Unfortunately, the seemingly weekly reports of major ERP project failures (Lidl, National Grid, Haribo, Revlon, etc) suggest that employing even the most expensive SIs doesn't guarantee success. Something is going wrong and it's probably too simplistic to say that the problem is just that, when companies have no core skills in choosing and implementing ERP, they probably have limited experience in choosing SIs to do the job for them either.
Perhaps one contributing factor is that there is a disconnect because customers and SIs have different objectives; or rather that they have the same objective: to make money. But the SI's project managers and consultants are gauged and rewarded by the profits that they generate for their own company; not for clients.

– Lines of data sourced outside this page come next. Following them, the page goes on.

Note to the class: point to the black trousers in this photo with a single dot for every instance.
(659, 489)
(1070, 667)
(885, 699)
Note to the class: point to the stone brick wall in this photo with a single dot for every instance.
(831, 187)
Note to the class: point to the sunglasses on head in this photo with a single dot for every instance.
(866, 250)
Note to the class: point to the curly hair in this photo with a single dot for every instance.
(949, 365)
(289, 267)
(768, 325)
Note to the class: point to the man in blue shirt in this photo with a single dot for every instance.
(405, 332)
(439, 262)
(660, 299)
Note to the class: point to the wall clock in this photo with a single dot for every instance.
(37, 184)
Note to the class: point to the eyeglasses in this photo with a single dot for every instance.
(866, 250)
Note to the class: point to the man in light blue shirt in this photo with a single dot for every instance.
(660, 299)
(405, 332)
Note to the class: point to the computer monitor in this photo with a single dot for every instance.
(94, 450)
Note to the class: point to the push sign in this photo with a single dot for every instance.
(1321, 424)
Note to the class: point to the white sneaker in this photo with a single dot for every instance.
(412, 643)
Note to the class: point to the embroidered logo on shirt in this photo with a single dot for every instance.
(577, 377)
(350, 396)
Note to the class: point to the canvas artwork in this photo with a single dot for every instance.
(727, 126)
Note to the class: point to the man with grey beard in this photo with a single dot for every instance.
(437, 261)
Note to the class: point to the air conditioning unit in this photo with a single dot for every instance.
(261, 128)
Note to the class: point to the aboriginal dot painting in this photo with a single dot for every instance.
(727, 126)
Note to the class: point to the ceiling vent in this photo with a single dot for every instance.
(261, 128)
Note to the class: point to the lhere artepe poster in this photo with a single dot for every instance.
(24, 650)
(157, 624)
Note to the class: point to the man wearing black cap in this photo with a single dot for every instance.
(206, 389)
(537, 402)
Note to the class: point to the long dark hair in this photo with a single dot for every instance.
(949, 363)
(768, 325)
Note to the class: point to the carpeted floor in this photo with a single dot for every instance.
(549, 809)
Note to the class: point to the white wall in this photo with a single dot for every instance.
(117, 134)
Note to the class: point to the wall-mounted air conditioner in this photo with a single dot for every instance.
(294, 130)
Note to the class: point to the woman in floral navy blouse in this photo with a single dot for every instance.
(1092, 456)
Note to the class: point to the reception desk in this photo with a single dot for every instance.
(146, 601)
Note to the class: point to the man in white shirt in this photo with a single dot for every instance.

That is perhaps inevitable and not entirely unfair because, after all, most customers don't have the SI's profitability high on their list of priorities. And anyway; even if customer satisfaction was a criterion in a consultant's yearly performance appraisals, it would be practically impossible to measure because, on a large contract, the customer has no objective way of measuring the contribution of individuals.
The result is that, however often SIs talk about being your implementation partner, in reality, they see you first and foremost as a revenue stream. So it's hardly surprising that research by a major independent ERP consultancy reveals that 79% of ERP projects run over time and 64% run over budget; this is at a time when failure rates are rising and predicted to rise further.
When SIs are billing substantial amounts for large teams of consultants, clearly it is in their best interests for projects to be drawn out for as long as possible, even if they suspect that they will ultimately end in failure.
Take, as an example, Lidl's recent decision to pull the plug on its ERP project because a serious problem with the software's capabilities had been identified. That was seven years into the project and three years after an apparently successful pilot in its Austrian stores.
It beggars belief that it took seven years to identify a problem that was so fundamental that it warranted the write-off of an investment of more than half a billion dollars. We may never know whether it did, indeed, take seven years for the problem to be spotted or whether it was actually identified early in the project (as it should have been) but someone decided not to wave a red flag and to let the project continue anyway.
It may be that the person responsible was actually a member of Lidl management who may have been hoping that, even after seven years, a resolution to the problem could be found. But clearly, someone was not acting in Lidl's best interests.
Looking at another recent high-profile failure, the SI Wipro has reached an agreement with National Grid to hand back $75 million of the $140 million fee it was paid for its failed implementation (National Grid's losses due to the failure actually ran up to many hundreds of millions of dollars, so this might be an acknowledgment that Wipro was not solely to blame).
The charge, though, against Wipro is that they exaggerated their experience and abilities when competing for the contract. Whether that was a deliberate act or just the product of unjustified confidence, the outcome was that once again the customer (in this case National Grid) had nobody acting in their best interests.
It would be easy to conclude from all this that companies would be ill-advised to go down the ERP route but we know that would be wrong. There are many successful implementations out there; it's just that they don't hit the headlines. So what are those companies doing differently?
They are realizing that choosing and implementing ERP systems is not one of their core skills. They know that it is not just a question of intelligence, business nous, or even project management and, rather than delegating all of the tasks to consultants and SIs, they are keeping overall control themselves but bringing in expert resources to help them manage their SIs and implementation consultants.
That means bringing in people who know enough about business to ensure that the company's needs and the work being done on their behalf by the SIs and consultants are aligned.
They will also be people who have sufficient knowledge of ERP to be able to check that what the consultants are doing is reasonable and proportionate i.e. that they are not burning up days tackling problems that don't actually warrant that amount of attention whilst, as may have been the case with Lidl, ignoring or covering up real issues. People, in fact, who will have their back.
To do their job effectively, such people must be from organizations that are big enough to be able to provide the necessary resource but small enough that project failure would hurt them as much as their clients, and also small enough not to have developed the culture of self-interest that pervades many of the big outfits. In other words; people who can be relied upon to provide the missing link.